Au théâtre de la Verrière à Lille

Bulletin d’inscription :

https://www.aleph-savoirs-et-clinique.org/wp-content/uploads/2023/01/BULLETIN-INSCRIPTION-colloque-2023.pdf

Saint Augustin se souvient de lui, envieux, devant l’image de son semblable nourri au sein : « il ne parlait pas encore et déjà il contemplait, pâle, d’un regard amer son frère de lait[1] ». L’envie surgit dans cette image du double comblé. Nécessaire à l’entrée dans le langage et dans le monde, l’envie est aussi une épreuve qui peut laisser des traces troubles durant toute la vie.

« J’ai envie de toi », voilà une phrase banale qui peut déclencher un cataclysme. Dans Mémoire de fille, Annie Ernaux a furieusement envie d’engloutir des sucreries au moment où elle s’impose des règles cruelles pour ressembler à l’image de l’ « autre fille », la rivale pour qui l’ « Ange » , son amoureux, l’a laissée tomber. L’envie menace ses études de lettres car : « est-ce qu’on a envie d’être assise sur un banc à gratter comme une écolière quand on a – même refoulée, niée – l’expérience sexuelle d’une femme[2] ? »

L’envie apparaît dans la psychanalyse en 1908 lorsque Freud met l’envie du pénis (penisneid) de la petite fille, préliminaire à sa future envie d’enfant, au centre du complexe de castration féminin.
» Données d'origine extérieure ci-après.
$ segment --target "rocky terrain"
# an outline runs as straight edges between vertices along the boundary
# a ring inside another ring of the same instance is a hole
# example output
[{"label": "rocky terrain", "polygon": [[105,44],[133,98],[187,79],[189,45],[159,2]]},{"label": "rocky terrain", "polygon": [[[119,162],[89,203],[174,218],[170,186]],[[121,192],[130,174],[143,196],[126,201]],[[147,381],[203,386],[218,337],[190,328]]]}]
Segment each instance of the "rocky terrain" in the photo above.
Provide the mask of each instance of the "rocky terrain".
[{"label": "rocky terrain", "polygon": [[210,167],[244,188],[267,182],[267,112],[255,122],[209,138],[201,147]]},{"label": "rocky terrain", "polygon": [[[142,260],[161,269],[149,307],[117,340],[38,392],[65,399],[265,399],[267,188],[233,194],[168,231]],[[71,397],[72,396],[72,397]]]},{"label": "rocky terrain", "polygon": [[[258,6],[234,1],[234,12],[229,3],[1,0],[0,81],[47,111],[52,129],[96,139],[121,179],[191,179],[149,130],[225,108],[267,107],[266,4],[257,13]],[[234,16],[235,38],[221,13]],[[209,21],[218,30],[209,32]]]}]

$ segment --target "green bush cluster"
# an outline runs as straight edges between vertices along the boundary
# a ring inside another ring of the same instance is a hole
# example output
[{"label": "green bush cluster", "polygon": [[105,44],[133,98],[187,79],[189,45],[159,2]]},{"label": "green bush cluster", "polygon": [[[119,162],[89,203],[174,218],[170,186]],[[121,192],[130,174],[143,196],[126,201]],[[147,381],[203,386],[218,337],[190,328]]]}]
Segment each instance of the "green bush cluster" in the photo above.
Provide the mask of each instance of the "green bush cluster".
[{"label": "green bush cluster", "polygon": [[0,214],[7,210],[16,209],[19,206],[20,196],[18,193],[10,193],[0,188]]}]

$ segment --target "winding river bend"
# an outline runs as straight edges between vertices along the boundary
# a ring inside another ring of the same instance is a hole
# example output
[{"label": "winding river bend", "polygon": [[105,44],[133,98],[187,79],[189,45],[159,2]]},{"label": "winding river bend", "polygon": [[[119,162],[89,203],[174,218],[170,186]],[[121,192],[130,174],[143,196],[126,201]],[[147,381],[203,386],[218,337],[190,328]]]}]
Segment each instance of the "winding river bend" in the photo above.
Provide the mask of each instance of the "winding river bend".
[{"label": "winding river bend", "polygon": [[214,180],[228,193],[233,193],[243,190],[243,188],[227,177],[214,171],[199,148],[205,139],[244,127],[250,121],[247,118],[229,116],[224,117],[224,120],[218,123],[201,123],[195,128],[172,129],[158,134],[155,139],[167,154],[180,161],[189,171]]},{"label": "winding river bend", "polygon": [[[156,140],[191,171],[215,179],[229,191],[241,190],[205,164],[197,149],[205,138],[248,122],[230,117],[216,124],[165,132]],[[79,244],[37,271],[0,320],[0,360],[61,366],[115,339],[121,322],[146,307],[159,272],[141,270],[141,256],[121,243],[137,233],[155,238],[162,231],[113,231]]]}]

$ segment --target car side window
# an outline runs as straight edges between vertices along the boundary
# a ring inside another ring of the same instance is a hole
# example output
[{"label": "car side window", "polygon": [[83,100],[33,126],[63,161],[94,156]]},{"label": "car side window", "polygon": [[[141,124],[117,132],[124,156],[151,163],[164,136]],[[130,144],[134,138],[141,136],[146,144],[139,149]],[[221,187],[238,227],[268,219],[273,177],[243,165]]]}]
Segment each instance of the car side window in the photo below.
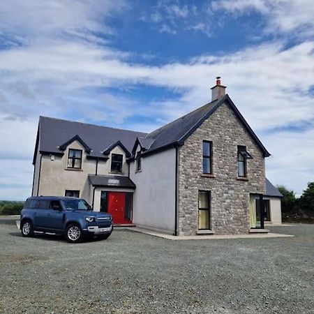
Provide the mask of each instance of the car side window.
[{"label": "car side window", "polygon": [[38,209],[49,209],[50,201],[47,200],[40,200],[38,202],[37,208]]},{"label": "car side window", "polygon": [[51,201],[50,202],[50,209],[60,210],[61,209],[60,202],[59,201]]}]

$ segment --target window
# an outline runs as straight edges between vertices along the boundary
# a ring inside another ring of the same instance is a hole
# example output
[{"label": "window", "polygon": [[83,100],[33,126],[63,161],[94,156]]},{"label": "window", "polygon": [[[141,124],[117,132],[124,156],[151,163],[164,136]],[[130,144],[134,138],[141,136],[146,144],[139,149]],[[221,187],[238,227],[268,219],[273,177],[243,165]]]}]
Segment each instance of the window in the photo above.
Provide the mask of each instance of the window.
[{"label": "window", "polygon": [[271,221],[269,200],[264,200],[264,207],[265,207],[266,221]]},{"label": "window", "polygon": [[111,171],[112,172],[122,172],[122,162],[124,156],[119,154],[111,155]]},{"label": "window", "polygon": [[133,208],[133,193],[126,193],[126,210],[124,211],[124,219],[126,220],[132,220],[132,211]]},{"label": "window", "polygon": [[208,190],[198,191],[198,229],[210,230],[211,193]]},{"label": "window", "polygon": [[50,201],[48,200],[40,200],[37,203],[38,209],[49,209],[50,208]]},{"label": "window", "polygon": [[246,160],[252,159],[252,156],[245,146],[238,146],[238,177],[246,177]]},{"label": "window", "polygon": [[108,212],[108,193],[102,190],[100,193],[100,211],[103,213],[107,213]]},{"label": "window", "polygon": [[69,149],[68,158],[68,168],[81,169],[82,150]]},{"label": "window", "polygon": [[80,197],[80,190],[66,190],[66,196],[71,197]]},{"label": "window", "polygon": [[141,171],[142,158],[140,154],[137,154],[136,157],[136,171]]},{"label": "window", "polygon": [[203,141],[203,173],[212,174],[212,142]]},{"label": "window", "polygon": [[51,201],[50,202],[50,209],[54,209],[55,211],[61,210],[62,209],[60,202],[59,201]]},{"label": "window", "polygon": [[62,201],[66,209],[89,211],[91,207],[84,200],[63,200]]}]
Mais il sera contesté, d’abord par ses élèves femmes, comme Karen Horney, puis par les féministes qui refusent toute dépendance originaire de l’organe mâle, et prônent une genèse de la sexualité féminine articulée, comme celle du garçon, à la relation préœdipienne à la mère. C’est pourquoi l’envie introduit aux débats sur le rapport des deux sexes à la parentalité.

L’envie désigne en outre cette tache qui marque la peau du bébé à sa naissance. Le signe pourrait métaphoriser cette question, énigmatique, d’une forme de transmission de l’envie. On peut, en effet, se demander comment la future mère, ou le futur père, peut rejouer l’envie contenue dans le désir de ses parents ou, au contraire, faire de son envie d’enfant une réponse qui l’en protège.

Car l’envie et la jalousie sont au cœur de la clinique quotidienne de l’enfant et de l’adulte. Pour Mélanie Klein[3], l’envie est articulée à la pulsion de mort. Elle ronge le rapport du bébé à sa mère. Envier vient d’in-videre, que l’on peut traduire par « regarder de travers », cela désigne un regard qui consume l’individu, qui l’empoisonne. L’envie se différencie de la jalousie, plus sociale, où le sujet redoute d’être dépossédé de son objet par un tiers. Le nourrisson envieux veut détruire les « mauvais objets » que possède la mère et lui voler les « bons ».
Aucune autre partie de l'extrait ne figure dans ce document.